(4 of 5)
As a product of Catholic schools, Pat Buchanan has some Lifer proclivities: he can communicate with people who play by the rules and have traditional beliefs at their core. What he really is, however, is a Talent. His stints in government have been brief and confined to the White House staff, a Lifer-free environment. He has spent most of his life as a highly successful small businessman who designs, manufactures and distributes opinions. Buchanan is brilliant at giving voice to the idea that the big, organized forces in society--everybody from big corporations to the United Nations--are a kind of conspiracy against the Talent path. He's able to draw the line not between "government" and "business" but between all established forces, which have brought us everything from layoffs to arms-control agreements, and ordinary people who aren't wired into the system.
All the Republican candidates other than Dole are running as Talents, though most of them are only pretending. Lamar Alexander, whose official campaign persona as the angry outsider is practically see-through, is actually a Mandarin--can you imagine Buchanan ever having been president of a state university, as Alexander was? Steve Forbes is a child of the Episcopacy, having been raised in a manner modeled on the social practices of the British aristocracy in the 19th century: the family seat in the country, the character-building boarding-school education, going to work for Dad. But, having realized that you can't present yourself as a member of the Episcopacy these days, Forbes too has chosen to appear before the world as a Talent, burning with outrage over confiscatory tax rates.
The advantage Dole has is that voters who find him lacking in all these ways will find Clinton even more lacking. As indifferent as Dole is to the horrors of taxation, we all know that Clinton is more indifferent. As much as Dole lacks fiery moral outrage about abortion, Clinton obviously lacks it even more. Both men have devoted their adult life to government, with great skill; Dole probably wants there to be 5% less of it than Clinton does. If you have a Talent's feeling of outrage over the unfairness of the established system, the truth is that a Clinton-Dole race wouldn't offer you much of an outlet, but rationally Dole is probably the more logical choice.

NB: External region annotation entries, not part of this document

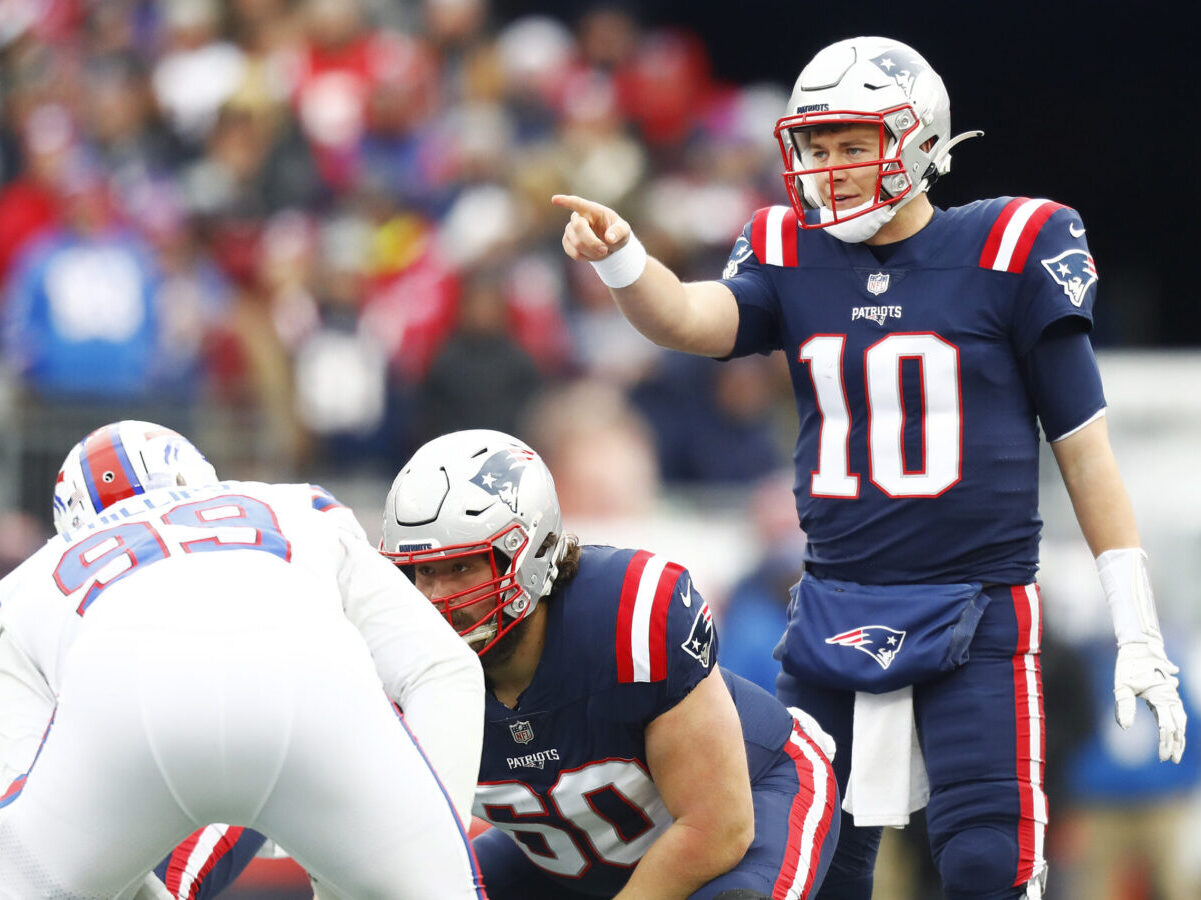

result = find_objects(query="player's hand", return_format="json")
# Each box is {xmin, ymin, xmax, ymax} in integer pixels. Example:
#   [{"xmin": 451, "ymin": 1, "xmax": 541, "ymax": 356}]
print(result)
[
  {"xmin": 1113, "ymin": 640, "xmax": 1188, "ymax": 763},
  {"xmin": 550, "ymin": 193, "xmax": 631, "ymax": 262}
]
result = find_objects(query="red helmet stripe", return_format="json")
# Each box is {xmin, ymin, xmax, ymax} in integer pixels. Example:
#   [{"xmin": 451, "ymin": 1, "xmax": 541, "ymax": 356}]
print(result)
[{"xmin": 79, "ymin": 425, "xmax": 143, "ymax": 512}]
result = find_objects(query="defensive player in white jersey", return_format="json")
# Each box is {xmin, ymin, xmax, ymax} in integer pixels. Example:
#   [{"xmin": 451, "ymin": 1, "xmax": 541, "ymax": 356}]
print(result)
[{"xmin": 0, "ymin": 422, "xmax": 484, "ymax": 900}]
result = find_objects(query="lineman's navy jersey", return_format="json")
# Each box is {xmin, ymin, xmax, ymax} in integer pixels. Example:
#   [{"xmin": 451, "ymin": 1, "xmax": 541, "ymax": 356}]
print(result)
[
  {"xmin": 723, "ymin": 197, "xmax": 1097, "ymax": 584},
  {"xmin": 473, "ymin": 546, "xmax": 837, "ymax": 896}
]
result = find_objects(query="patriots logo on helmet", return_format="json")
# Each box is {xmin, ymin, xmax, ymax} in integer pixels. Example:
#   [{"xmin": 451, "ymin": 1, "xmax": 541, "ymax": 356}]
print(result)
[
  {"xmin": 1041, "ymin": 250, "xmax": 1097, "ymax": 306},
  {"xmin": 826, "ymin": 625, "xmax": 906, "ymax": 669},
  {"xmin": 471, "ymin": 447, "xmax": 534, "ymax": 512},
  {"xmin": 872, "ymin": 47, "xmax": 927, "ymax": 97}
]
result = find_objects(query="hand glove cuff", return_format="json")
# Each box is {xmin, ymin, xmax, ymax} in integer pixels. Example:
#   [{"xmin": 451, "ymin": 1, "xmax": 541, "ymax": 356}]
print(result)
[{"xmin": 1097, "ymin": 547, "xmax": 1164, "ymax": 648}]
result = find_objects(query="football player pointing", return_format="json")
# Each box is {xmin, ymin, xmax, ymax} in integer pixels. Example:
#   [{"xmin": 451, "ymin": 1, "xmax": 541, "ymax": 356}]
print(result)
[
  {"xmin": 382, "ymin": 430, "xmax": 839, "ymax": 900},
  {"xmin": 552, "ymin": 37, "xmax": 1185, "ymax": 900}
]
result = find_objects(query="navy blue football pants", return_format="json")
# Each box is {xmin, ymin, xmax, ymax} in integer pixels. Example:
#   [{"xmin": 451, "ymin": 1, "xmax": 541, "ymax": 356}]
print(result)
[{"xmin": 776, "ymin": 585, "xmax": 1046, "ymax": 900}]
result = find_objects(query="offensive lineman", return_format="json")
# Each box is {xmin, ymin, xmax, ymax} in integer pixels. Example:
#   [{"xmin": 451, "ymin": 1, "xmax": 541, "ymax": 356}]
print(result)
[
  {"xmin": 552, "ymin": 37, "xmax": 1185, "ymax": 900},
  {"xmin": 0, "ymin": 422, "xmax": 484, "ymax": 900},
  {"xmin": 382, "ymin": 430, "xmax": 839, "ymax": 900}
]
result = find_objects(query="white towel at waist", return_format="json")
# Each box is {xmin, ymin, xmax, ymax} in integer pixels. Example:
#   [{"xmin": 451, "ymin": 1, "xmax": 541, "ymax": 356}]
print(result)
[{"xmin": 842, "ymin": 687, "xmax": 930, "ymax": 828}]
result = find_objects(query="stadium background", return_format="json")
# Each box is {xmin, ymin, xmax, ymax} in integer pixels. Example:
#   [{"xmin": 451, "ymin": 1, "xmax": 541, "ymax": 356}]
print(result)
[{"xmin": 0, "ymin": 0, "xmax": 1201, "ymax": 900}]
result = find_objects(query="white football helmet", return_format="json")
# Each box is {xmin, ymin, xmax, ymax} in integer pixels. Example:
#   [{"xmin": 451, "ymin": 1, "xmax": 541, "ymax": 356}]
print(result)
[
  {"xmin": 380, "ymin": 429, "xmax": 567, "ymax": 654},
  {"xmin": 775, "ymin": 37, "xmax": 984, "ymax": 242},
  {"xmin": 54, "ymin": 419, "xmax": 220, "ymax": 535}
]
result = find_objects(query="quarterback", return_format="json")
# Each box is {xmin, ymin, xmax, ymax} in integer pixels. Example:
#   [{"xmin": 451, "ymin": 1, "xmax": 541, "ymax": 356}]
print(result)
[{"xmin": 552, "ymin": 37, "xmax": 1185, "ymax": 900}]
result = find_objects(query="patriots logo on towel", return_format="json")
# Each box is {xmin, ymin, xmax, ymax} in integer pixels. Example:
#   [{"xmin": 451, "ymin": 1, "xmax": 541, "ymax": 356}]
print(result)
[
  {"xmin": 471, "ymin": 447, "xmax": 533, "ymax": 512},
  {"xmin": 1041, "ymin": 250, "xmax": 1097, "ymax": 306},
  {"xmin": 826, "ymin": 625, "xmax": 906, "ymax": 669},
  {"xmin": 680, "ymin": 603, "xmax": 713, "ymax": 669}
]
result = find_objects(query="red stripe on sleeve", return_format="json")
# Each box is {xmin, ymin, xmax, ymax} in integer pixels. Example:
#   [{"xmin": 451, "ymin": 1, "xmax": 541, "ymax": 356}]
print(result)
[
  {"xmin": 616, "ymin": 550, "xmax": 651, "ymax": 684},
  {"xmin": 1009, "ymin": 203, "xmax": 1064, "ymax": 272},
  {"xmin": 779, "ymin": 209, "xmax": 796, "ymax": 268},
  {"xmin": 980, "ymin": 197, "xmax": 1029, "ymax": 269},
  {"xmin": 650, "ymin": 562, "xmax": 683, "ymax": 681},
  {"xmin": 187, "ymin": 826, "xmax": 243, "ymax": 900},
  {"xmin": 751, "ymin": 209, "xmax": 767, "ymax": 262},
  {"xmin": 163, "ymin": 828, "xmax": 204, "ymax": 896}
]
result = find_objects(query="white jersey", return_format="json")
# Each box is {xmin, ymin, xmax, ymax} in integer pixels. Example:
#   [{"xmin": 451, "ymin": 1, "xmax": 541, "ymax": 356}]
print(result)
[{"xmin": 0, "ymin": 482, "xmax": 483, "ymax": 896}]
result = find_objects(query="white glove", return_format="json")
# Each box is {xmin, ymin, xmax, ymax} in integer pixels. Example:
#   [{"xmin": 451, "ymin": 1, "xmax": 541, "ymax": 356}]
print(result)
[
  {"xmin": 788, "ymin": 707, "xmax": 836, "ymax": 762},
  {"xmin": 1113, "ymin": 642, "xmax": 1188, "ymax": 763},
  {"xmin": 1097, "ymin": 547, "xmax": 1188, "ymax": 763}
]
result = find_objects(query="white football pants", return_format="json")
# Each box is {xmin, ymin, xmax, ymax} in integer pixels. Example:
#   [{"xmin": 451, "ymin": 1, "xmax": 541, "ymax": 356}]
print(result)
[{"xmin": 0, "ymin": 553, "xmax": 483, "ymax": 900}]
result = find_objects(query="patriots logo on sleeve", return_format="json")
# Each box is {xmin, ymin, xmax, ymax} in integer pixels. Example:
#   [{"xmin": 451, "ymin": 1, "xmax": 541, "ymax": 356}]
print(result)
[
  {"xmin": 872, "ymin": 48, "xmax": 926, "ymax": 97},
  {"xmin": 471, "ymin": 447, "xmax": 533, "ymax": 512},
  {"xmin": 826, "ymin": 625, "xmax": 906, "ymax": 669},
  {"xmin": 722, "ymin": 234, "xmax": 752, "ymax": 278},
  {"xmin": 680, "ymin": 603, "xmax": 713, "ymax": 669},
  {"xmin": 1041, "ymin": 249, "xmax": 1097, "ymax": 306}
]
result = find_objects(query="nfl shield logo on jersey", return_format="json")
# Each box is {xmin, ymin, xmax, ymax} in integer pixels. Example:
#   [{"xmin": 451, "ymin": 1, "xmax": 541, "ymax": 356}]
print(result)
[
  {"xmin": 867, "ymin": 272, "xmax": 889, "ymax": 297},
  {"xmin": 826, "ymin": 625, "xmax": 906, "ymax": 669},
  {"xmin": 509, "ymin": 722, "xmax": 533, "ymax": 744}
]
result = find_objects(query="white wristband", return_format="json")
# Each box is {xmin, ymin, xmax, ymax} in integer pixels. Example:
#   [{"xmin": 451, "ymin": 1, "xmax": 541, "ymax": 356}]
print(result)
[
  {"xmin": 1097, "ymin": 547, "xmax": 1164, "ymax": 645},
  {"xmin": 590, "ymin": 232, "xmax": 646, "ymax": 287}
]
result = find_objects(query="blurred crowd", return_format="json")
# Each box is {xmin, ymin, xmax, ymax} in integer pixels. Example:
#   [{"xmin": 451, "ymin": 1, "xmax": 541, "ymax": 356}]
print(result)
[{"xmin": 0, "ymin": 0, "xmax": 789, "ymax": 484}]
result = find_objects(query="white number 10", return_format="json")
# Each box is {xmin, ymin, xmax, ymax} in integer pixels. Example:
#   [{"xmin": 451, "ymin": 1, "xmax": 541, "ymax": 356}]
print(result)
[{"xmin": 799, "ymin": 333, "xmax": 963, "ymax": 497}]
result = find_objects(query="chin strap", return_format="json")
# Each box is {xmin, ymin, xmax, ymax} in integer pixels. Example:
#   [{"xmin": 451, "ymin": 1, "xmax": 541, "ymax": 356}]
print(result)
[{"xmin": 819, "ymin": 203, "xmax": 897, "ymax": 244}]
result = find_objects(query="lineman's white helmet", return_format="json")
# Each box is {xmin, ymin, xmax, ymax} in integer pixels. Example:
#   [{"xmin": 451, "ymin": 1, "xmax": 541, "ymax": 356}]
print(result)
[
  {"xmin": 380, "ymin": 429, "xmax": 567, "ymax": 654},
  {"xmin": 54, "ymin": 419, "xmax": 220, "ymax": 535}
]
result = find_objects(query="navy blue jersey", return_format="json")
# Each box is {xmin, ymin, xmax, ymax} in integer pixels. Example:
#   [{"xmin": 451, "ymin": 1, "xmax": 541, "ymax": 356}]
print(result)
[
  {"xmin": 723, "ymin": 197, "xmax": 1097, "ymax": 584},
  {"xmin": 473, "ymin": 547, "xmax": 794, "ymax": 896}
]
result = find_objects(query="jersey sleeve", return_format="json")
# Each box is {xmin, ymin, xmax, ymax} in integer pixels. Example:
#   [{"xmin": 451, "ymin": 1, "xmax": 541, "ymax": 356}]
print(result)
[
  {"xmin": 615, "ymin": 550, "xmax": 717, "ymax": 719},
  {"xmin": 980, "ymin": 197, "xmax": 1098, "ymax": 356},
  {"xmin": 721, "ymin": 207, "xmax": 796, "ymax": 358}
]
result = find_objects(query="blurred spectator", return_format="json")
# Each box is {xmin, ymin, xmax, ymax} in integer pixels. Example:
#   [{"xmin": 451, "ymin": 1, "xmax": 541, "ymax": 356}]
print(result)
[
  {"xmin": 718, "ymin": 469, "xmax": 805, "ymax": 695},
  {"xmin": 518, "ymin": 380, "xmax": 659, "ymax": 519},
  {"xmin": 294, "ymin": 215, "xmax": 400, "ymax": 470},
  {"xmin": 151, "ymin": 0, "xmax": 246, "ymax": 150},
  {"xmin": 0, "ymin": 103, "xmax": 73, "ymax": 279},
  {"xmin": 0, "ymin": 509, "xmax": 54, "ymax": 578},
  {"xmin": 4, "ymin": 162, "xmax": 171, "ymax": 400},
  {"xmin": 418, "ymin": 259, "xmax": 543, "ymax": 442},
  {"xmin": 632, "ymin": 353, "xmax": 795, "ymax": 487}
]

What Clinton has going for him, besides incumbency, is a tremendous ability to project empathy. Dole completely lacks this. It's part of his Lifer-ness that he simply is what he is; any efforts he makes to pretend otherwise inevitably seem tinny and false. Clinton, on the other hand, comes across as a Mandarin to Mandarins, would do better than Dole in coming across as a Talent to Talents, and might even be able to seem more like "one of us" to Lifers if Dole didn't have his heroic military service to backstop himself with his natural constituency.